A case study of intersections on blowups of the moduli of curves (2021). Sam and I explore intersection theory on the system of blowups of a simple normal crossings pair induced by tropical geometry. The protagonist is the toric contact cycle: curves in a toric variety framed at infinity. We relate this cycle to virtual strict transforms of the double ramification cycle. En route, we outline ideas that should form the basis of a logarithmic intersection theory. We build on ideas in this paper with Navid.
Logarithmic Donaldson-Thomas theory (2020). Davesh and I construct an enumerative geometry of ideal sheaves on a smooth threefold, with tangency conditions along a normal crossings divisor. This completes a sheaf theory parallel to logarithmic Gromov-Witten theory. The main insights in building the theory come from tropical geometry. The origins of these sheaf counting theories are very inspiring.
Logarithmic Gromov-Witten theory with expansions (2019). This project concerns the Gromov-Witten theory of normal crossings degenerations. The main result is a formula for the Gromov-Witten invariants of a smooth fibre in a degeneration in terms of the invariants of strata in a degenerate fibre.
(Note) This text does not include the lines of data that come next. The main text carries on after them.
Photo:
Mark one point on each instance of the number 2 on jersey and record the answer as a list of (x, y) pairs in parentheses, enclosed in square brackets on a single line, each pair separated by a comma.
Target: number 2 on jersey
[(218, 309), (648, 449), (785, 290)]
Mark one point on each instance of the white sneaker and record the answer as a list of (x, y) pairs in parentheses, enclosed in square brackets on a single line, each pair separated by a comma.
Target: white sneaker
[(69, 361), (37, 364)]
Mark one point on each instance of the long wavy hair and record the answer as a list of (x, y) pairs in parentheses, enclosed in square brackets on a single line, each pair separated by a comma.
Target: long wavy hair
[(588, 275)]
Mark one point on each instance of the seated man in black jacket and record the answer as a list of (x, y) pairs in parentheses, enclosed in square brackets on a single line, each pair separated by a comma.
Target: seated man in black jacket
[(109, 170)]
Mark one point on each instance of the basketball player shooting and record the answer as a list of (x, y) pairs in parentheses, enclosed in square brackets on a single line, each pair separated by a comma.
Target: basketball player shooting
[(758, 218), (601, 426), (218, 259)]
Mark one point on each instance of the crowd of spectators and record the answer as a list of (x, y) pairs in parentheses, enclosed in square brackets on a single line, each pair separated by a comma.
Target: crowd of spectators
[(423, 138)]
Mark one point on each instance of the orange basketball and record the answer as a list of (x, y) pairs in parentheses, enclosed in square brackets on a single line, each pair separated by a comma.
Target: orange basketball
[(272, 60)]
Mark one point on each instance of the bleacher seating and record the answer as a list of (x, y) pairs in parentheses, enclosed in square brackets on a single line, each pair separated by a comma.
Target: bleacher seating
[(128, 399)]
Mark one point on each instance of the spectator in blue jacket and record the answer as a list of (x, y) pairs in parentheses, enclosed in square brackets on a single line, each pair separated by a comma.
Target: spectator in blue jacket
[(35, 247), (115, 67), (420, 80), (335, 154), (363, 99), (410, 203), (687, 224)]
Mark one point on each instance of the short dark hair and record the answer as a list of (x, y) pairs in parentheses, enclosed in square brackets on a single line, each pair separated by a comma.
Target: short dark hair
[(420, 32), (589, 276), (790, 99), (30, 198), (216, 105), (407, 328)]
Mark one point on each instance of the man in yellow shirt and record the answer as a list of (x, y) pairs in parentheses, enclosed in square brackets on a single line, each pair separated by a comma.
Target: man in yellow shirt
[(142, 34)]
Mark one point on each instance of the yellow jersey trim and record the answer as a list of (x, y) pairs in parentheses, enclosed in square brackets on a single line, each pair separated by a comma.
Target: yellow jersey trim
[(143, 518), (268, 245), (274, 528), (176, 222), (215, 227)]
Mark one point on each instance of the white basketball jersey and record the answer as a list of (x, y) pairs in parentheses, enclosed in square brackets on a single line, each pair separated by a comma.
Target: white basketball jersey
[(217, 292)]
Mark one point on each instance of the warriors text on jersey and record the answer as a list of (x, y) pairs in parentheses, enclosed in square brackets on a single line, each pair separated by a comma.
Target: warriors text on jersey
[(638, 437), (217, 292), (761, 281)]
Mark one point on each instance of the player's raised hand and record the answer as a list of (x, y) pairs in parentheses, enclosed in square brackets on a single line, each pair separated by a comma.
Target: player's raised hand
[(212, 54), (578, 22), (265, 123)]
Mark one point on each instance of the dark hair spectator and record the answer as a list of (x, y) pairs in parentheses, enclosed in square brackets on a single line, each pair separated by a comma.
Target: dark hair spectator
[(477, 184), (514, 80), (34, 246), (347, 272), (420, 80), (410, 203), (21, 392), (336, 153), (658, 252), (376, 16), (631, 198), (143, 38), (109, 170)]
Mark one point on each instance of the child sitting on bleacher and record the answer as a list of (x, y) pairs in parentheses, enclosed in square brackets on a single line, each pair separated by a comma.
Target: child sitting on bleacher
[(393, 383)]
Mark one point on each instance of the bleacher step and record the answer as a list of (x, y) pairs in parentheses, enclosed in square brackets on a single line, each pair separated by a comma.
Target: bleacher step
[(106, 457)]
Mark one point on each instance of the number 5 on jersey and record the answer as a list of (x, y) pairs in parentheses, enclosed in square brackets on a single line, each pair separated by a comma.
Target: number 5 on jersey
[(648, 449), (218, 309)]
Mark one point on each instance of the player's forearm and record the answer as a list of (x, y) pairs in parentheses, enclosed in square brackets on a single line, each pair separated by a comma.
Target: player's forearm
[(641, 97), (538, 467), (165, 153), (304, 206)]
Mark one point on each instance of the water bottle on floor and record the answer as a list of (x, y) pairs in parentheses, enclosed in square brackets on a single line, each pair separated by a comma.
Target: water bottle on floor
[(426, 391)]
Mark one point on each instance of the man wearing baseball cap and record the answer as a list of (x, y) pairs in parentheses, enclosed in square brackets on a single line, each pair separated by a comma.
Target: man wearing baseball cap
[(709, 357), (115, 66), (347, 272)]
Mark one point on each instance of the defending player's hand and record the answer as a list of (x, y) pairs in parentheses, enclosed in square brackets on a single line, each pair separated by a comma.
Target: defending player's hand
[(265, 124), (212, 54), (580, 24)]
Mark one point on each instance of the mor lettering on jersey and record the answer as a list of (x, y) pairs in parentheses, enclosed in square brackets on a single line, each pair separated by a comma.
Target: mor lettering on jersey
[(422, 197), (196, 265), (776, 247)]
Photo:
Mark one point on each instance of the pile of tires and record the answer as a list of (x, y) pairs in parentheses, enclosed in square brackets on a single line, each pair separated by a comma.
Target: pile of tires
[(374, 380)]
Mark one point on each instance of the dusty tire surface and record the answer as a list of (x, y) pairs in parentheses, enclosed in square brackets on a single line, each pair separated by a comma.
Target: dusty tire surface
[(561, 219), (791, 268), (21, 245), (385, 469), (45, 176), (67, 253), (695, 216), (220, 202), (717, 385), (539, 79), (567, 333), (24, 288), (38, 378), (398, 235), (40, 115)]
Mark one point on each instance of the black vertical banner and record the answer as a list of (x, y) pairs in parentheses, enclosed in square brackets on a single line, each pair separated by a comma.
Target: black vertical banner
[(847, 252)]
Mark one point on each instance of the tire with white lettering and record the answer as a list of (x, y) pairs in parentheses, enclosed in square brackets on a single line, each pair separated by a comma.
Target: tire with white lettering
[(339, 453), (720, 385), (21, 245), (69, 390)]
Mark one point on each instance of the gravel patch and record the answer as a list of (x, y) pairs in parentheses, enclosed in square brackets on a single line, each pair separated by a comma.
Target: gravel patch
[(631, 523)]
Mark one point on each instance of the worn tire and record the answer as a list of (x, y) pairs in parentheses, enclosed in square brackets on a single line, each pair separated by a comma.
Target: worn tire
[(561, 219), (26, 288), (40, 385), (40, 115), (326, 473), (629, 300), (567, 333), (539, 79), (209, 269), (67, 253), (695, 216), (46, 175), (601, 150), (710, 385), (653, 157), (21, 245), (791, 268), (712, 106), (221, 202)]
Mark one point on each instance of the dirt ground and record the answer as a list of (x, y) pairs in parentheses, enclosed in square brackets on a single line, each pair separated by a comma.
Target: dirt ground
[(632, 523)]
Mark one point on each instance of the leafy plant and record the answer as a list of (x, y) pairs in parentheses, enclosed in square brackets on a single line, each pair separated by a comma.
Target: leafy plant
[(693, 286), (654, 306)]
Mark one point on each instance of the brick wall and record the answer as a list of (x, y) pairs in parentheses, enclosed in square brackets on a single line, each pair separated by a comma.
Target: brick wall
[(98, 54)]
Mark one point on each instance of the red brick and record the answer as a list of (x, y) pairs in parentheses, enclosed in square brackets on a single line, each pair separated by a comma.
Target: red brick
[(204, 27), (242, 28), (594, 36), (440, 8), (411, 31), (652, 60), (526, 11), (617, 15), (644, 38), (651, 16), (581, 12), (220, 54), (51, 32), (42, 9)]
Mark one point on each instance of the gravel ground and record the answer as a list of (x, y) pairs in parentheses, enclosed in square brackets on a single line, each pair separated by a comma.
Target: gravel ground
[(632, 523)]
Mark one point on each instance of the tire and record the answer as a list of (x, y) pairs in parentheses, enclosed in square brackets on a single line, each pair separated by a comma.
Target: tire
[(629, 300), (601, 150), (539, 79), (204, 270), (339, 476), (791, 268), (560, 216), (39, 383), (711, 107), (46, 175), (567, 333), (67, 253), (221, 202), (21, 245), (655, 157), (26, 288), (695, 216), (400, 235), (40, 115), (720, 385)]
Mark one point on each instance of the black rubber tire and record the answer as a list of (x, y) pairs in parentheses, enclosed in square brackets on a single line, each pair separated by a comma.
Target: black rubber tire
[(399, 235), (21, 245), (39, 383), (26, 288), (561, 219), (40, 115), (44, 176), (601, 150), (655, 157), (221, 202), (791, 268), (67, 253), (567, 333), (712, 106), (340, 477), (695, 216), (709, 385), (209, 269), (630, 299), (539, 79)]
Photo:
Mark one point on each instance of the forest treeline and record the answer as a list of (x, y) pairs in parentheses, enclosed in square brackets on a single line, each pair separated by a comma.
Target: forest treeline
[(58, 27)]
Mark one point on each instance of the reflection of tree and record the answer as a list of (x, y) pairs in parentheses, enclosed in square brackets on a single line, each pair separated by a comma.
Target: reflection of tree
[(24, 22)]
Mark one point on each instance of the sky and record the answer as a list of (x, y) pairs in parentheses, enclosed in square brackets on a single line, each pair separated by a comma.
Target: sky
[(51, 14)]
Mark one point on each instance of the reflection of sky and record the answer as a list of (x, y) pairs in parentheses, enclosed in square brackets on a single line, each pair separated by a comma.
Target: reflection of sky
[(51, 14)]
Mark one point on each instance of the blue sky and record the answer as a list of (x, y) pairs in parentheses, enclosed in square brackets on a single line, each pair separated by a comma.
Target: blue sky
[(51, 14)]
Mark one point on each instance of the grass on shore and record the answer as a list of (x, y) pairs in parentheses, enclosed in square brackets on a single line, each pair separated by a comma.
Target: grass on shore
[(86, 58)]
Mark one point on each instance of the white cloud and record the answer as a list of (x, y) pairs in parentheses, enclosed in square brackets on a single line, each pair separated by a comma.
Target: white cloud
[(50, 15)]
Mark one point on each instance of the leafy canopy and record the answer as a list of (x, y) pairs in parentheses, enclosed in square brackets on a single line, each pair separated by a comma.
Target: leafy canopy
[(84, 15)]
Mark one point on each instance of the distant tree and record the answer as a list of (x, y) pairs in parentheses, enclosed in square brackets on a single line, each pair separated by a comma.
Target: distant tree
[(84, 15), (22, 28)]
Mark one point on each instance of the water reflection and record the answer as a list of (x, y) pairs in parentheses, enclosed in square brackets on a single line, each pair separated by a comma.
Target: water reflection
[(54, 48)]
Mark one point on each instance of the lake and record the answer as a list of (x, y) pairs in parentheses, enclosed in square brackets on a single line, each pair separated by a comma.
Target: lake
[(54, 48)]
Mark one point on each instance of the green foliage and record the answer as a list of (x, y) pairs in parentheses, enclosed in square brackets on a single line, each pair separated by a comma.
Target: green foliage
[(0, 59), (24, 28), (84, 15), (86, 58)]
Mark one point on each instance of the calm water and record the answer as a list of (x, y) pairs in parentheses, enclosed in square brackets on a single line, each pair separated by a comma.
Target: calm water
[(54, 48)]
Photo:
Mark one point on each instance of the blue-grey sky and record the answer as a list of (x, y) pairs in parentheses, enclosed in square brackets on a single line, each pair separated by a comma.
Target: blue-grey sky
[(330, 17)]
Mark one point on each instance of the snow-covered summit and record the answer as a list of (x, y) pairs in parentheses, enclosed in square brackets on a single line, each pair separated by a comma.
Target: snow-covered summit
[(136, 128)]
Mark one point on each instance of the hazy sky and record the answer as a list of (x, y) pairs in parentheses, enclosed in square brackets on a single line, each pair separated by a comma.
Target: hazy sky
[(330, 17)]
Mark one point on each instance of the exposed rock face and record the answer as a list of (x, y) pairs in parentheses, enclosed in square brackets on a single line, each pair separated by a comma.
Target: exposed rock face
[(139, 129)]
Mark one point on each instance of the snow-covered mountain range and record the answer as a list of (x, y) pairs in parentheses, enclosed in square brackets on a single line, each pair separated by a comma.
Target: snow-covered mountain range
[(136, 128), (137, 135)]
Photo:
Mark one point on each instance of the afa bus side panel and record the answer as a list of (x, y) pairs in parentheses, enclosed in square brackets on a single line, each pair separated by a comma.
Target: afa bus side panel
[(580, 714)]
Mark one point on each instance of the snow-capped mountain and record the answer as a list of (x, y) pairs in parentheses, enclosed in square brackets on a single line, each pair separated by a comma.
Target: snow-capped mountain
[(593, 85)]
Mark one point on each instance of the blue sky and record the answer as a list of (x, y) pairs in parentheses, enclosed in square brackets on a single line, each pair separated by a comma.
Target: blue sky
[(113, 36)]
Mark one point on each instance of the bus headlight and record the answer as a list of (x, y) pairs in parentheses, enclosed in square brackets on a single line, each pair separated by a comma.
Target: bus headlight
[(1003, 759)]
Moduli of maps in genus one & logarithmic geometry, Volumes I & II (2017). These papers, written with Keli and Jonathan, investigate the relationship between tropical geometry, Gromov-Witten theory, and elliptic curve singularities. The first establishes the basic theory of radially aligned curves and connects papers of Vakil-Zinger and Smyth. The second solves the tropical inverse problem in genus one and desingularizes genus one logarithmic stable map spaces. Luca, Navid, and I pushed the story further. Later, Francesca and Luca did some amazing work in genus two.
Brill-Noether theory for curves of a fixed gonality (2017). The Brill-Noether theorem is fundamental in the theory of algebraic curves. It governs the complexity of embeddings of smooth curves in projective space, when the curve is general in the moduli space of curves. Dave and I generalize this theorem by working over the Hurwitz space and give formulas for the dimensions of Brill-Noether varieties for general curves of a fixed gonality.
My coauthors: Stanislav Atanasov, Luca Battistella, Dori Bejleri, Milo Brandt, Renzo Cavalieri, Alois Cerbu, Dan Corey, Rodrigo Ferreira da Rosa, Tyler Foster, Louis Gaudet, Simon Hampe, David Jensen, Paul Johnson, Michelle Jones, Dagan Karp, Timothy Leake, Catherine Lee, Yoav Len, Steffen Marcus, Hannah Markwig, Davesh Maulik, Samouil Molcho, Navid Nabijou, Luke Peilen, Paul Riggins, Keli Santos-Parker, Andrew Salmon, Mattia Talpo, Martin Ulirsch, Ajith Urundolil Kumaran, Jeremy Usatine, Ravi Vakil, Nick Wawrykow, Teddy Weisman, Jonathan Wise, Ursula Whitcher.